History of Rothschild wine
Red wine was exported from Bordeaux as early as the 13th century. By the early 1700s wines of distinctive quality from single estates or vineyards began to stand out from the millions sent to England each year.
For the Universal Exposition in Paris in 1855, 62 of the best Bordeaux wines were chosen from the region. These top wines were divided into five classes or growths (crus in French).
In first place, at the top of the first growth (known as premiere cru), was the wine from Château Lafite.
Baron James de Rothschild (1792-1868) tried to buy Lafite for several decades and only managed to do so a few months before his death. As with his art collection, James wanted only the finest wine to serve at his table.
Château Mouton Rothschild
The estate of Mouton, also in Bordeaux, was brought by James’ English son-in-law, Nathaniel de Rothschild, in 1853. At the time Mouton was classified as the first wine in the second group.
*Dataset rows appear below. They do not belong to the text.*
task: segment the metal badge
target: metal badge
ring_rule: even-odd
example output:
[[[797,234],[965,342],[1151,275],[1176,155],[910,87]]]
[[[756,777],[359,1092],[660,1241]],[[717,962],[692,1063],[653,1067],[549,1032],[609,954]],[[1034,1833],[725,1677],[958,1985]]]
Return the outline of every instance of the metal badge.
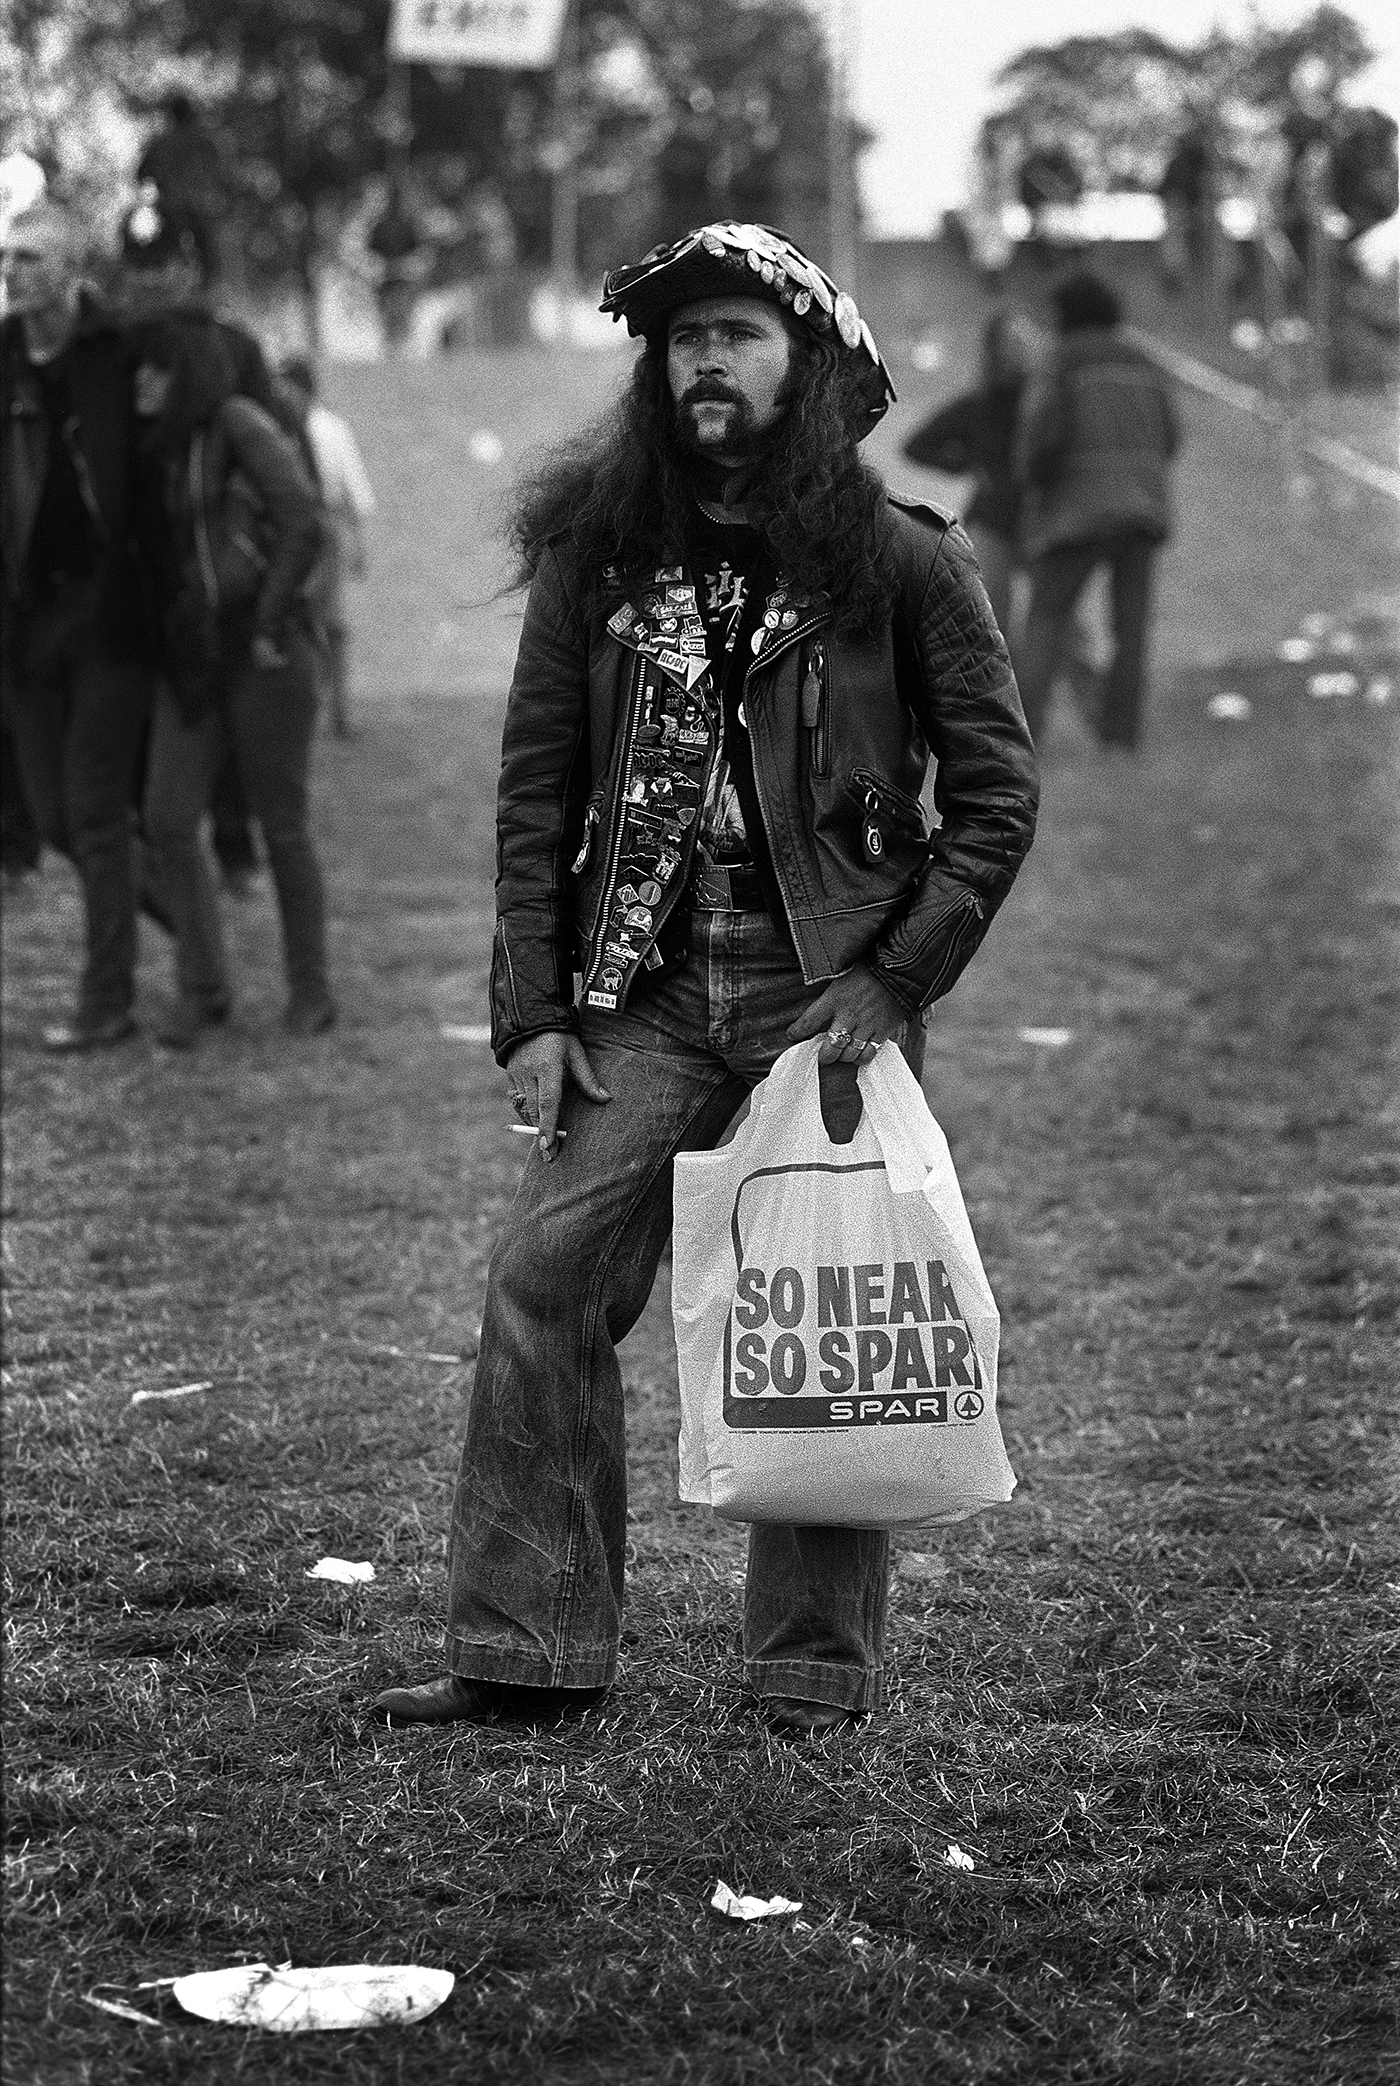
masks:
[[[621,893],[619,892],[618,895],[620,897]],[[661,886],[654,877],[649,876],[644,884],[638,885],[637,896],[643,905],[660,905],[662,897]]]
[[[643,934],[650,934],[650,933],[651,933],[651,922],[652,922],[652,911],[651,911],[651,907],[650,907],[650,906],[647,906],[647,905],[634,905],[634,906],[629,906],[629,908],[628,908],[628,911],[627,911],[627,925],[628,925],[629,927],[638,927],[638,928],[640,928],[640,929],[641,929],[641,931],[642,931],[642,933],[643,933]]]

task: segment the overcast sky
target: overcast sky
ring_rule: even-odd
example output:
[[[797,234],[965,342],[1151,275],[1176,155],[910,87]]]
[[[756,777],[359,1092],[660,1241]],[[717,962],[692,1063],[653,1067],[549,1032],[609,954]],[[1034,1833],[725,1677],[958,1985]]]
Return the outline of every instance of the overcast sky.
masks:
[[[972,141],[999,66],[1027,44],[1100,35],[1150,24],[1177,42],[1212,23],[1241,28],[1253,11],[1242,0],[1171,0],[1134,7],[1125,0],[818,0],[829,16],[854,21],[854,100],[878,134],[862,165],[869,228],[877,236],[929,231],[962,200]],[[1395,0],[1343,0],[1384,55],[1366,80],[1365,99],[1400,107],[1400,7]],[[1257,12],[1287,24],[1311,5],[1262,0]],[[1164,19],[1165,15],[1165,19]]]

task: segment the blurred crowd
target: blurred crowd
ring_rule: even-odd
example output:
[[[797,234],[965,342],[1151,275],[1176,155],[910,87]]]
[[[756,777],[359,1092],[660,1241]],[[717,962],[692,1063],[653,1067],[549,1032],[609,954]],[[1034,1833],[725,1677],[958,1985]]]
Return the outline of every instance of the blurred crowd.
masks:
[[[0,225],[4,866],[13,884],[49,847],[77,873],[85,952],[44,1030],[57,1052],[133,1033],[142,915],[172,945],[158,1040],[188,1049],[227,1022],[219,885],[248,888],[255,829],[286,1028],[336,1016],[308,784],[318,711],[351,732],[345,582],[373,493],[311,362],[269,368],[219,310],[187,104],[138,174],[120,249],[99,257],[105,295],[90,228],[61,201]]]

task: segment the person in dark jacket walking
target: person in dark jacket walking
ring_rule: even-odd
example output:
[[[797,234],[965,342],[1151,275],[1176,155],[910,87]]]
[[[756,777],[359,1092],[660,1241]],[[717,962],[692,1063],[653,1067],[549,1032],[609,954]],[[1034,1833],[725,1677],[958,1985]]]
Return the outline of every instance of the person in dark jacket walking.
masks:
[[[1014,467],[1016,414],[1030,358],[1015,321],[994,312],[982,333],[981,381],[940,406],[904,444],[911,464],[973,476],[976,485],[963,516],[972,539],[982,584],[999,627],[1011,627],[1011,580],[1017,563],[1021,487]]]
[[[1031,567],[1017,678],[1038,740],[1079,597],[1106,565],[1114,654],[1093,722],[1105,745],[1131,748],[1142,725],[1153,567],[1171,530],[1176,406],[1162,370],[1124,338],[1107,283],[1072,275],[1051,301],[1057,349],[1027,391],[1016,437]]]
[[[86,921],[76,1008],[43,1033],[55,1051],[136,1026],[132,799],[152,689],[134,365],[79,259],[78,226],[51,202],[0,251],[0,679],[25,795],[41,838],[73,861]]]
[[[616,1342],[670,1230],[671,1162],[718,1143],[806,1037],[832,1104],[842,1084],[854,1102],[856,1068],[954,984],[1034,830],[967,538],[860,460],[892,387],[850,296],[782,234],[725,223],[614,271],[603,309],[645,342],[631,388],[515,516],[530,592],[492,1034],[536,1136],[487,1286],[451,1670],[379,1696],[391,1722],[550,1714],[610,1684]],[[753,1530],[746,1671],[779,1730],[878,1705],[888,1553],[870,1530]]]
[[[232,745],[282,916],[286,1025],[313,1035],[335,1019],[308,802],[316,661],[302,589],[320,540],[317,494],[295,444],[234,389],[231,357],[210,320],[167,313],[137,337],[165,575],[143,826],[174,922],[178,979],[156,1034],[188,1048],[230,1011],[200,824]]]

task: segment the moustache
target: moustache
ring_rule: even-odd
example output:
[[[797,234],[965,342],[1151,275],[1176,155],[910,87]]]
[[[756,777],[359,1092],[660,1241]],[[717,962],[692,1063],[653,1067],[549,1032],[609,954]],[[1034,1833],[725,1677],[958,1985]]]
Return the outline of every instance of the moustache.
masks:
[[[683,406],[707,404],[742,406],[745,402],[742,392],[732,391],[727,384],[721,384],[716,377],[697,378],[696,382],[690,386],[690,389],[683,391],[680,397],[680,403]]]

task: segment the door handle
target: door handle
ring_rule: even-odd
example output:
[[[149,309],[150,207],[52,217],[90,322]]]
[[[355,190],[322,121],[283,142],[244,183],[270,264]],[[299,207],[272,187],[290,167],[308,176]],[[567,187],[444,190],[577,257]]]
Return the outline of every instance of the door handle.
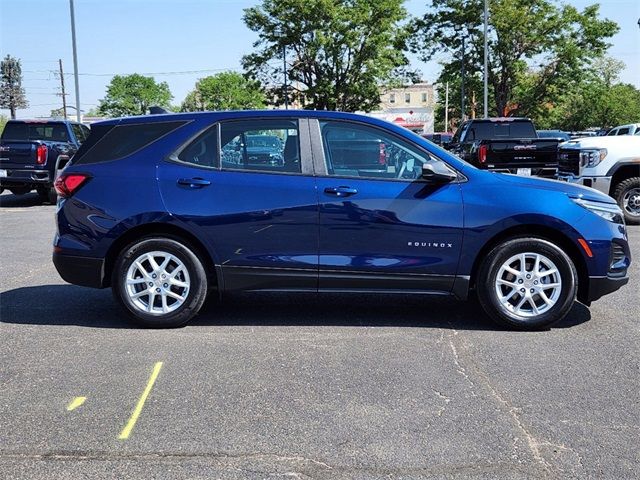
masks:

His great-grandson, Baron Philippe (1902-1988) successfully contested the classification and managed to place Château Mouton Rothschild into the top group (premiere cru) in 1973, the only change ever made to the classification.
Château Clarke & expansion
Rothschild interest in Bordeaux vineyards continued in the 20th century. In 1973, Baron Edmund (1926-1997) brought Château Clarke with the aim of establishing an entirely new vineyard. More recently, the Rothschilds have purchased other vineyards in the Americas, South Africa and other European locations.